Now, a team of researchers including Marina Alberti of the University of Washington has devised a new classification scheme for the evolutionary stages of worlds based on “non-equilibrium thermodynamics” — a planet’s energy flow being out of synch, as the presence of life could cause. The categories range from imagined planets with no atmosphere whatsoever to those with an “agency-dominated biosphere” or even a “technosphere,” reflecting the achievements of a vastly advanced, “energy-intensive technological species.”

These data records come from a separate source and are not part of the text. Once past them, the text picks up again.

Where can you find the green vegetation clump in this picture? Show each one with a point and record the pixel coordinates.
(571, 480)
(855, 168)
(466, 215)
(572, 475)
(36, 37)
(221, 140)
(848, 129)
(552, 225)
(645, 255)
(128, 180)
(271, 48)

Their paper, “Earth as a Hybrid Planet: The Anthropocene in an Evolutionary Astrobiological Context,” was published Sept. 6 in the journal Anthropocene. Lead author is Adam Frank, professor of physics and astronomy at the University of Rochester. Alberti is a professor of urban design and planning in the UW College of Built Environments, and director of the college’s Urban Ecology Research Lab.
“Our premise is that Earth’s entry into the Anthropocene represents what might, from an astrobiological perspective, be a predictable planetary transition,” they write. “We explore this problem from the perspective of our own solar system and exoplanet studies.